US puts a price on Lockerbie bomber

US President Barack Obama had made a secret deal with Libyan rebel leaders to capture the freed Lockerbie bomber from Libya and return him to face justice in the US, the Mail on Sunday reported yesterday.

The British daily quoted senior congressional sources in Washington as saying that Mr Obama had told the Libyan rebels through intermediaries that a condition of Washington’s continued support was that they must hand over Abdelbaset al-Megrahi to US special forces if they enter Tripoli.

The mission would involve Megrahi being flown to a neutral Arab country by US special forces and on to the US to face trial.

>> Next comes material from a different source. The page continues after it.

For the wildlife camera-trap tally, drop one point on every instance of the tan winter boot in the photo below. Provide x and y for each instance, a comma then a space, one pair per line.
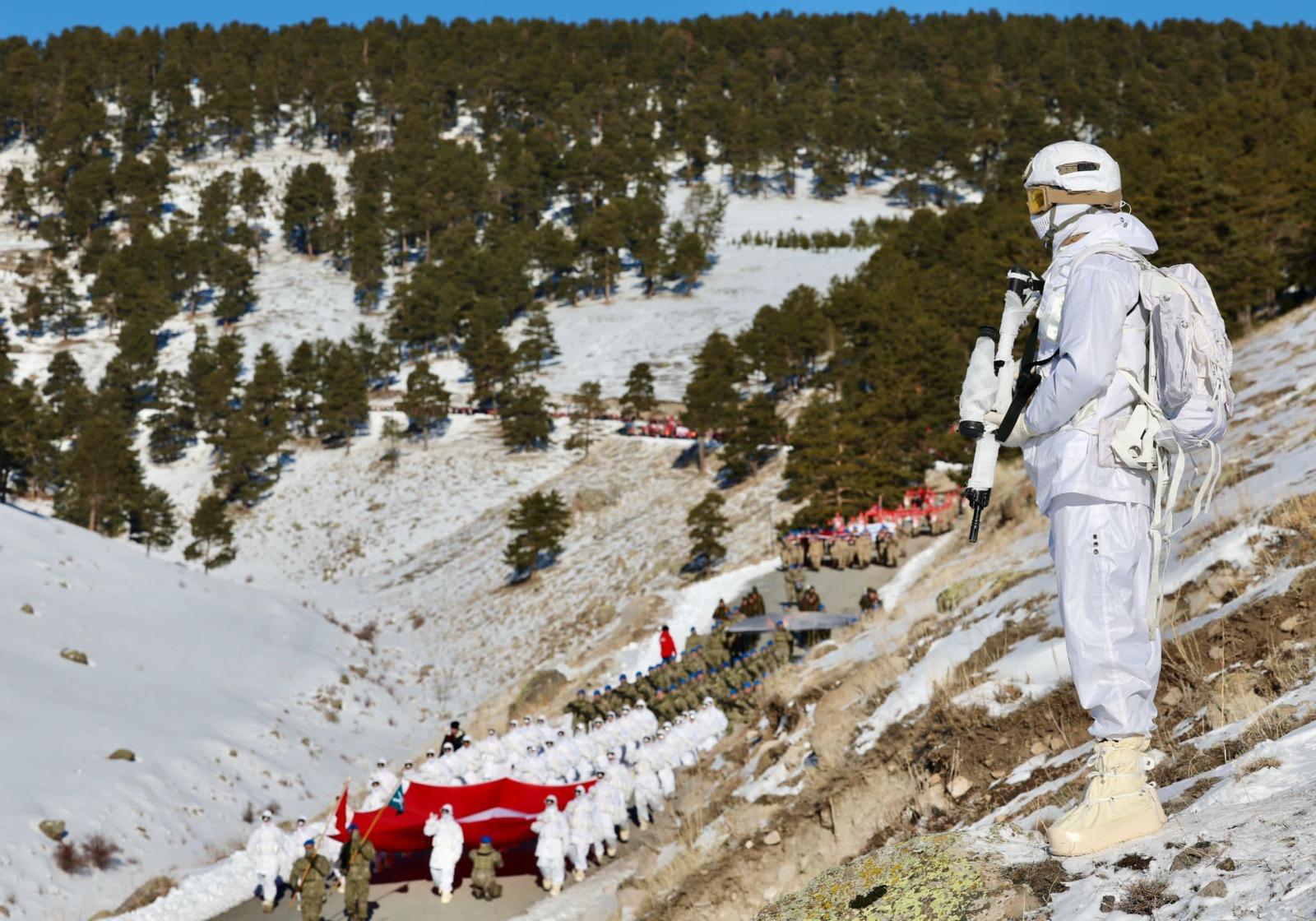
1119, 803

Megrahi, 59, a former Libyan intelligence officer, was convicted in 2001 and sentenced to life imprisonment for the 1988 bombing of Pan Am Flight 103 over Lockerbie, which killed 270 people.

He was freed on compassionate grounds by the Scottish government in August 2009 and flown to Libya after doctors said he had terminal prostate cancer and had three months to live.

The report came as NATO said it had begun ramping up its airstrikes on military targets in the western part of Libya, where rebel forces claim a string of advances through territory still largely under Muammar Gaddafi’s control.

On Saturday, Gaddafi warned Europe of stinging attacks unless NATO halted its air war, drawing a strong rebuke from US Secretary of State Hillary Clinton.

“Instead of issuing threats, Gaddafi should put the wellbeing and interests of his own people first and he should step down from power and help facilitate a democratic transition,” Mrs Clinton said on a visit to NATO ally Spain, the latest leg of an European tour.

In a speech broadcast by loudspeaker to thousands of supporters in Tripoli’s Green Square on Friday, Gaddafi had warned that his loyalists could attack Europe like “locusts and bees”.

“The Libyan people are capable, one day, of taking the battle to Europe and the Mediterranean,” he said.

In a boost for Gaddafi, the African Union yesterday called on member states to disregard an arrest warrant issued by the International Criminal Court for the Libyan leader. That could allow Gaddafi to travel freely on the continent. The warrant was issued for his alleged role in a crackdown on anti-government protesters earlier this year.

Libyan government spokesman Moussa Ibrahim praised the AU’s decision, saying “we salute their courage”. He said Gaddafi had no immediate plans to leave the country.